Kenyataan lain, korban meninggal karena penyakit akibat rokok terus berjatuhan. Penyakit tidak menular penyebab kematian, seperti kanker paru, jantung, dan stroke menjadi penyakit yang biasa terjadi pada perokok berat. Hal ini diungkap dalam konferensi pers terbentuknya Aliansi Masyarakat Korban Rokok Indonesia, di Sekretariat Ikatan Dokter Indonesia (IDI), Menteng, Jakarta, Senin (12/11). Aliansi ini beranggotakan para korban sakit atau cacat akibat rokok yang terbentuk sejak 22 Oktober 2012 lalu. \"Kami hadir untuk ikut menyuarakan bahaya terselubung dari asap rokok. Jangan ada lagi jatuh korban karena rokok. Kami tidak mau tambah teman,\" tegas Edison P Siahaan, salah seorang penggagas Aliansi Masyarakat Korban Rokok Indonesia (AMKRI), yang telah kehilangan pita suaranya akibat kanker laring yang pernah dideritanya. Korban rokok lainnya, Laksmi Notokusumo, mengatakan masyarakat seringkali tidak mendapat informasi lengkap mengenai bahaya rokok di lingkungannya. Sementara masyarakat terus diperlihatkan iklan-iklan rokok yang menyesatkan. \"Sehingga, seperti kami dulu, terjerumus dalam ketagihan nikotin dan akhirnya sakit,\" kata Laksmi, seniman tari dan teater, mantan perokok berat yang terpaksa harus kehilangan sebelah payudaranya akibat kanker.
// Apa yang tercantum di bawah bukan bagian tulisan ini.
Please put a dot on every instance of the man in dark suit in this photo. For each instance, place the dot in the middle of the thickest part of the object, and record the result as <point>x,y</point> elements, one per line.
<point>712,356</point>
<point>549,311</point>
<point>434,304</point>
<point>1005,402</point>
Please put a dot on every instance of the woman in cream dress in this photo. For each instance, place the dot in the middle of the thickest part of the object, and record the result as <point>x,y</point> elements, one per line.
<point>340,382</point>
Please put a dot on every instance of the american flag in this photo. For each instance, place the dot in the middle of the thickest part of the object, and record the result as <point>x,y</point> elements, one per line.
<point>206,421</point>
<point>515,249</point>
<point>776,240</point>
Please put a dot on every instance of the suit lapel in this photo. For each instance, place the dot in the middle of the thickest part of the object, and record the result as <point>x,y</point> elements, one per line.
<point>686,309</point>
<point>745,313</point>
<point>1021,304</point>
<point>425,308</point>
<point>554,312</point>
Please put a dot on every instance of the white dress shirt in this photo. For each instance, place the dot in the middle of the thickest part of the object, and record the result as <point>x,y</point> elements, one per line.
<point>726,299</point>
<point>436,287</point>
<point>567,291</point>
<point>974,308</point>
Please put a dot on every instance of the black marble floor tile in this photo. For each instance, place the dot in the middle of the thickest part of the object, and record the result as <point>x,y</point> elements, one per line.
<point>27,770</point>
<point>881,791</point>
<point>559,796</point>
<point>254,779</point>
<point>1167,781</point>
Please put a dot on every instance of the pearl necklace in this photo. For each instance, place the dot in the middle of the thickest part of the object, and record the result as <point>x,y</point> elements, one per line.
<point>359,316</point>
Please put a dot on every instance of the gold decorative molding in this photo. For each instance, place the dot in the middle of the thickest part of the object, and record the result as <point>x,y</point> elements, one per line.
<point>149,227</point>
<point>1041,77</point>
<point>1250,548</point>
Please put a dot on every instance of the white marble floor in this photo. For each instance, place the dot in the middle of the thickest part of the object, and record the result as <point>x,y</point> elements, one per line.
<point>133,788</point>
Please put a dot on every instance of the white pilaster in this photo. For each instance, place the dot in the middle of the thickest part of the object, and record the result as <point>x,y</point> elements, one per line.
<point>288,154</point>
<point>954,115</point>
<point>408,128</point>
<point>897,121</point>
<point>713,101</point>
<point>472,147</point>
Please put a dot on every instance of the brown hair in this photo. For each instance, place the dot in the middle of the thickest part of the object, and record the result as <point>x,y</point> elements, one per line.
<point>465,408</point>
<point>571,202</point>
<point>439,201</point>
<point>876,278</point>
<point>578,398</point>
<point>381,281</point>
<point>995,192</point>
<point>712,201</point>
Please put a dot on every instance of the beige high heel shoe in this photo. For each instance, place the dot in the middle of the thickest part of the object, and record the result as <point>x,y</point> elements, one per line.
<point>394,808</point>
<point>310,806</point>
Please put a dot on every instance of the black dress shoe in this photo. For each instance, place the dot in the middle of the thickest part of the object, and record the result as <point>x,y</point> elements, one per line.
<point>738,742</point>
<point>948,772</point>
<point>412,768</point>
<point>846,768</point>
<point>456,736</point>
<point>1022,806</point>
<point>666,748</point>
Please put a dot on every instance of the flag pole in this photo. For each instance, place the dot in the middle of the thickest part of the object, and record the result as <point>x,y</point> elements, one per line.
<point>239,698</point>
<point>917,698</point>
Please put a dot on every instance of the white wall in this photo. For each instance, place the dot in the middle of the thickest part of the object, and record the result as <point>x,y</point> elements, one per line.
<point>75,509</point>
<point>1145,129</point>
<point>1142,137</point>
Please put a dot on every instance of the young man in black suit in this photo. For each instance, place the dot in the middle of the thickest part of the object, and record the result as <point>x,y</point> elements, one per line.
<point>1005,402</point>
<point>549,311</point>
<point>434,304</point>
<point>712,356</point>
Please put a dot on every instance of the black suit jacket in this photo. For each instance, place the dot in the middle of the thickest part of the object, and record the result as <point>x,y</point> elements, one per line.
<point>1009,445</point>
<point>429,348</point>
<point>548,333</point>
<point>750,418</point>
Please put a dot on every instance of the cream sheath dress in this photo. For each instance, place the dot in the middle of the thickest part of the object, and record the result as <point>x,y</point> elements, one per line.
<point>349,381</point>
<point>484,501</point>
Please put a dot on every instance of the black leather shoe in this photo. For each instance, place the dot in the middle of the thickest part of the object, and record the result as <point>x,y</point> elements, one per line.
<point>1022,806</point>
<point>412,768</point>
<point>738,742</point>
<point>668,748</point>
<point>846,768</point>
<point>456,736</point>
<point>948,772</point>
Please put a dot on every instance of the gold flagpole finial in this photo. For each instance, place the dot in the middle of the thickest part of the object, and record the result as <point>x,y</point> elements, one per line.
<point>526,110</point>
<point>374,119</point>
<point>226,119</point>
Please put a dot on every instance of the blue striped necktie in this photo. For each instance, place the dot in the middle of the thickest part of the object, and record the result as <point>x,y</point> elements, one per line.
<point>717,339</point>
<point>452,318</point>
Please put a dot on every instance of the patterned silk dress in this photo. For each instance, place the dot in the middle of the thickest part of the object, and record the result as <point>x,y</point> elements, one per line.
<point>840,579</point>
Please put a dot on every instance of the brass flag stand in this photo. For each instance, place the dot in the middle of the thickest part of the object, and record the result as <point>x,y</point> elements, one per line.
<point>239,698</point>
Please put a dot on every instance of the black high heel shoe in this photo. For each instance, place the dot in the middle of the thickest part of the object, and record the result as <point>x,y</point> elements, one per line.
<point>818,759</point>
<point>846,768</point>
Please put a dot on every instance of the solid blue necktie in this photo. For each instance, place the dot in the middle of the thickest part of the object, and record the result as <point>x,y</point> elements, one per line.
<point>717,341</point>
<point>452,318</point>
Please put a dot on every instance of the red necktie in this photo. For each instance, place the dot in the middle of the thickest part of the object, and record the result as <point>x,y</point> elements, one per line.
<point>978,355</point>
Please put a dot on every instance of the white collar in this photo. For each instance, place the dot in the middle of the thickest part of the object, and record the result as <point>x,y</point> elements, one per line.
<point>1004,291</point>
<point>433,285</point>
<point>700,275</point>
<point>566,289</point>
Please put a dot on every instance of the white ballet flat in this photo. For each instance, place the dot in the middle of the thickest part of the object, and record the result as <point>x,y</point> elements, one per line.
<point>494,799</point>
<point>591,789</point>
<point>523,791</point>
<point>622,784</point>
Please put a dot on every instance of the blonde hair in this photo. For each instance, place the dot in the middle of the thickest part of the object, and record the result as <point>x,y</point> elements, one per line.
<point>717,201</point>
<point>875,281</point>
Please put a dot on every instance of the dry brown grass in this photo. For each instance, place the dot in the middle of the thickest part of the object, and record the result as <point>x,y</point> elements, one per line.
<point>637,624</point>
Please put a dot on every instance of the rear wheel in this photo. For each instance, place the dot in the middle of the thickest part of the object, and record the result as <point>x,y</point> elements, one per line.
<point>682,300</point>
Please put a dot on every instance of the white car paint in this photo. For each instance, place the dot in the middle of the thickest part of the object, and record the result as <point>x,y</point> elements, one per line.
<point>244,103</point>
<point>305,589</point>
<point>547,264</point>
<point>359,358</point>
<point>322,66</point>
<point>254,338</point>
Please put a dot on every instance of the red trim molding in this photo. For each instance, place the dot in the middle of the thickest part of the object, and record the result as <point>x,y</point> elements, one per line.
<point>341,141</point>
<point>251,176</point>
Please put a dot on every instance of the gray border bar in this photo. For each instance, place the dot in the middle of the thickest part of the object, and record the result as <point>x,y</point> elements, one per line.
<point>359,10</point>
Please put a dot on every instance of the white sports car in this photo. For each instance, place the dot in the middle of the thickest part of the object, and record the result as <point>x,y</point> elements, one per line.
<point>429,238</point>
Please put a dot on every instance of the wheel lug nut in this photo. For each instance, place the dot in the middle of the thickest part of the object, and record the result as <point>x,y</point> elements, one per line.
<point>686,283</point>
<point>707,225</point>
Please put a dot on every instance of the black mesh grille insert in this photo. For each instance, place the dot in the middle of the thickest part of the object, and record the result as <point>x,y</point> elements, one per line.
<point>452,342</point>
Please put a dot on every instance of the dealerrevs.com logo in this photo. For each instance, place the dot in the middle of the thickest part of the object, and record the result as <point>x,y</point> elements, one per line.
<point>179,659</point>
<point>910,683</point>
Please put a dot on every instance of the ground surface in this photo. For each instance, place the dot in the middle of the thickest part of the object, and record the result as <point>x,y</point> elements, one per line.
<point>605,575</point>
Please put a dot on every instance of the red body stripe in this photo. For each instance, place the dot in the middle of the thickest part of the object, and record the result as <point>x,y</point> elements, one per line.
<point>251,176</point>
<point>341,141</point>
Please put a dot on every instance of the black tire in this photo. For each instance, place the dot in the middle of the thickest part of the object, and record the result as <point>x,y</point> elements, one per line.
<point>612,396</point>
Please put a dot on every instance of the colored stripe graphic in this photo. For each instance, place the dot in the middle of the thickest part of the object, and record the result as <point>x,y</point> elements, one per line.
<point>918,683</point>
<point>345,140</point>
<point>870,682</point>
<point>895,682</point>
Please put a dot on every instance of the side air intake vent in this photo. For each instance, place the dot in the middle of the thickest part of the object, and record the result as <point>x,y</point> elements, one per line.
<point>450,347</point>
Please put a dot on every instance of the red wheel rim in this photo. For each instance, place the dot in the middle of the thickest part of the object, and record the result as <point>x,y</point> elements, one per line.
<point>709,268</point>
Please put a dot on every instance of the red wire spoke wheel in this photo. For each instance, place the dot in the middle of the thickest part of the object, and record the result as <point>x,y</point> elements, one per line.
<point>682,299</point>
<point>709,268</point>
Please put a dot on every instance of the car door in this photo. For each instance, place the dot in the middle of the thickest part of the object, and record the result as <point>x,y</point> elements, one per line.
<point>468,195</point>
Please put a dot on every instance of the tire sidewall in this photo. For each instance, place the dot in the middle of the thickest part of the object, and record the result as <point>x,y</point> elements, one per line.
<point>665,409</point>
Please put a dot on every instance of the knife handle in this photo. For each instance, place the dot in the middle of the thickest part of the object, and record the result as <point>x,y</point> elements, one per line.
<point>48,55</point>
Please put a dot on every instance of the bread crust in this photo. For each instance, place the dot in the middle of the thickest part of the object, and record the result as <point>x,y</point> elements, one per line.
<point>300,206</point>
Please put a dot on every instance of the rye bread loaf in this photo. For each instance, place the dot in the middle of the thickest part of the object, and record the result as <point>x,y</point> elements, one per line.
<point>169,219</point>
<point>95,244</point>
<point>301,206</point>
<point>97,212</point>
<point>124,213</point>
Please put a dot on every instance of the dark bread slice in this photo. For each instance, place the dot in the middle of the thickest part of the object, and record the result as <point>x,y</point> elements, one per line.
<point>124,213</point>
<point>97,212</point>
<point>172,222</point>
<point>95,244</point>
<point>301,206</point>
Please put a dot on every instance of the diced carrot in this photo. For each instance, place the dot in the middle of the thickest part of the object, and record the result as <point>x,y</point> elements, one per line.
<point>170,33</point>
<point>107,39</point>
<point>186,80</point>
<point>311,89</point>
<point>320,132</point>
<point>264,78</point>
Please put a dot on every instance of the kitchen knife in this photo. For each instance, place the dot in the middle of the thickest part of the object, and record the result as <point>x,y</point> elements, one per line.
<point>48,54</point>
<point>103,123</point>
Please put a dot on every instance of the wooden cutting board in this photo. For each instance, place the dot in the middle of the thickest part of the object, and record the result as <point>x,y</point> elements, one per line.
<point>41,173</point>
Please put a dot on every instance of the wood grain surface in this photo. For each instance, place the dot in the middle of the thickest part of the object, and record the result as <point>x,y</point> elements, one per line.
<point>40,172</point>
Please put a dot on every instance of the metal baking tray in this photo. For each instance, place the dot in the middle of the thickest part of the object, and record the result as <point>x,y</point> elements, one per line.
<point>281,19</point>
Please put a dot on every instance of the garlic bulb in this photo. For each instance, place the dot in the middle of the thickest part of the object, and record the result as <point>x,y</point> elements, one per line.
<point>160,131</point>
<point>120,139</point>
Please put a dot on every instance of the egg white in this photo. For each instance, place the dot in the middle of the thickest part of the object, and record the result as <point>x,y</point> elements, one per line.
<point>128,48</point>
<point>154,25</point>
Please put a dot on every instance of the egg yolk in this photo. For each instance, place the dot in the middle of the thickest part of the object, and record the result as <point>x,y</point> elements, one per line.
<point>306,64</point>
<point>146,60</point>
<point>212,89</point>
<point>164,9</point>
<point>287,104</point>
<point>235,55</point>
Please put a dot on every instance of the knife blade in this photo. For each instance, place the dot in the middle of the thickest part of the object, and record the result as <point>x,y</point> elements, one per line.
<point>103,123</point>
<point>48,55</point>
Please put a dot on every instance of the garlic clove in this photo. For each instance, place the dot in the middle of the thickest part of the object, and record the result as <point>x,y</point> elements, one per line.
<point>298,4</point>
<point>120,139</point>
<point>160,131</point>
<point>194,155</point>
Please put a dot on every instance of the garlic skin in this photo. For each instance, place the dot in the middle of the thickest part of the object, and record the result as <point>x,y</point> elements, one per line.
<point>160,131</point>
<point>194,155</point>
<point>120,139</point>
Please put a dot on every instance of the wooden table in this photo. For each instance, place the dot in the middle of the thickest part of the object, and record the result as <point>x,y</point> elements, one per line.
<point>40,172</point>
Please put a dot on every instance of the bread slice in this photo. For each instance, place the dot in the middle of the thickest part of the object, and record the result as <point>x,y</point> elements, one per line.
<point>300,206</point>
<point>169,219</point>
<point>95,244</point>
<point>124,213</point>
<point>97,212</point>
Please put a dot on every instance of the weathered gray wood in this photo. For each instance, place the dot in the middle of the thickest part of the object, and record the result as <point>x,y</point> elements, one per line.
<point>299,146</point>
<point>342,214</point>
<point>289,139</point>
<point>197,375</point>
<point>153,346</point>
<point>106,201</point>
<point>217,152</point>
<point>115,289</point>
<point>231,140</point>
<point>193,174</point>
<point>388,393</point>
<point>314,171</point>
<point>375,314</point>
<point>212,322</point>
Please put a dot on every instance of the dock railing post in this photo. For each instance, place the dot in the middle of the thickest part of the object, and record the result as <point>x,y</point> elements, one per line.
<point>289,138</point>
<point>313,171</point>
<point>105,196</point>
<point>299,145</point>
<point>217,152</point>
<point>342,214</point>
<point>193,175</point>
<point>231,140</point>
Menurut Dr Agus Dwi Susanto, anggota Perhimpunan Dokter Paru Indonesia menyatakan, tiga dari empat penderita kanker paru biasanya adalah perokok berat, dan nyaris bisa dipastikan bahwa penderita kanker paru umumnya baru diketahui pada stadium 3 atau 4 tidak akan selamat. \"Jadi sudah sepatutnya masalah rokok menjadi perhatian semua pihak. Dan korban rokok sendirilah yang paling kuat menyuarakan hal ini,\" kata Dr Agus Dwi Susanto.(fat/jpnn)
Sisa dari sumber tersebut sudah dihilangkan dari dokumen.